Figure 2 Calculated powder patterns for (a) the Lamotte et al. (1978) and (b) the Shin & Jeon (1983) structures of furosemide.

3. Finasteride

Wawrzycka et al. (1999) reported data on four forms of finasteride. Two forms, 1 and 2 (CSD refcode WOLXOK), were described as pure compound polymorphs and two, forms 1a (CSD refcode WOLXEA) and 1b (CSD refcode WOLXIE), as pseudopolymorphs.

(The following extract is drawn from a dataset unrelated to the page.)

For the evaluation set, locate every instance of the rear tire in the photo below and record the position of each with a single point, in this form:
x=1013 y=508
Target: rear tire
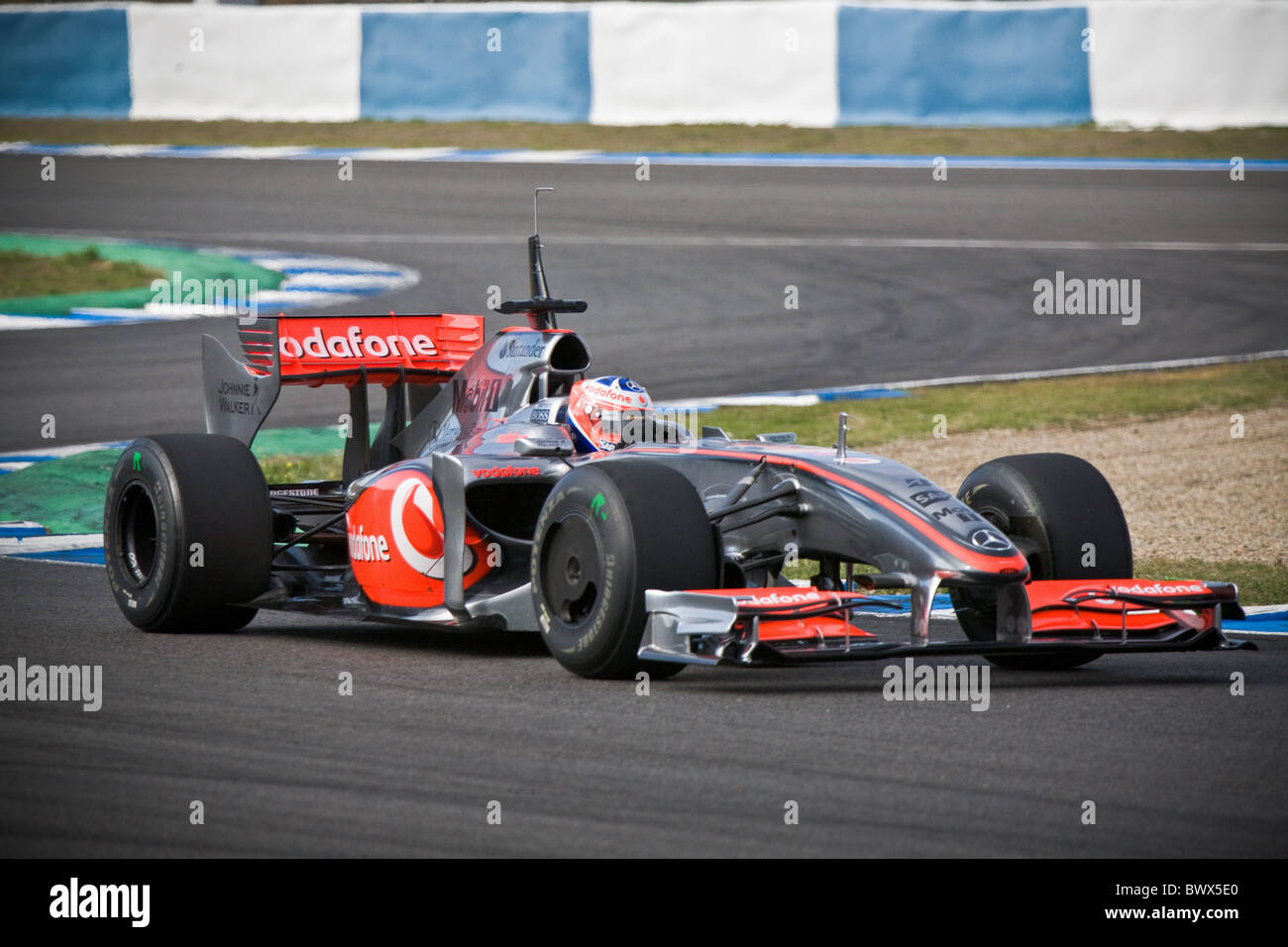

Form 1 has cell dimensions a = 6.451, b = 12.741, c = 25.979 Å, α = β = γ = 90°, V = 2135.2 ų, space group P2₁2₁2₁, with Z = 4 (Z′ = 1). Full characterization was made by single-crystal structure determination, and the polymorph was confirmed to be a pure form. Form 2 was described as monoclinic, having cell dimensions a = 10.236, b = 7.948, c = 13.896 Å, β = 95.84°. The space group was not reported, nor was the structure further determined. Wenslow et al. (2000) later reported the structure of a `new' form of the pure compound (form II; CSD refcode WOLXOK03), with monoclinic cell dimensions a = 16.387, b = 7.958, c = 18.115 Å, β = 107.25°, V = 2256 ų, space group P2₁, with Z = 8 (Z′ = 2). In this case, an immediate link is seen with the earlier structure, in that the b-axis dimensions are analogous. A detailed study shows that this unit cell corresponds to a doubling up of the cell of the monoclinic form 2 of Wawrzycka et al. (1999), with a redefinition of axes. The transformation matrix from the Wawrzycka et al. form 2 cell to the Wenslow et al. cell is (101/00/10), leading to cell dimensions of a = 16.399, b = 7.948, c = 18.078 Å, β = 107.33°. These compare well with the cell for the Wenslow et al. form II. We are not able to provide a complete confirmation of this duplication, nor compare computed powder patterns, since the coordinates are not available for the earlier structure and we have not repeated the experimental work in this case. However, the Wenslow et al. form II structure shows strong pseudo-B centring symmetry, which is an obvious source, again, of systematic weak reflections. We are very confident that the Wenslow et al. form II is the same as the claimed Wawrzycka et al. form 2 and is a genuine second polymorphic form.

4. Conclusions

These findings confirm quite clearly the value, in polymorphism studies in particular, of computing idealized PXRD patterns from single-crystal results. These are (a) independent of cell orientation choice and (b) easily compared with any experimental patterns. Whilst the automated approach to the detection of possible polymorphism is a very useful alerting process, any similarity coefficients that incorporate intensity values must be compared with soft constraints. Visual assessment of the patterns by an experimenter, who will likely have a quite flexible judgement, will also be advantageous. However, based on our experience in the furosemide study, when full crystal structural data are available, we find the Xpac procedure (Gelbrich & Hursthouse, 2005) to give the clearest indication of any similarity or equivalence between structures.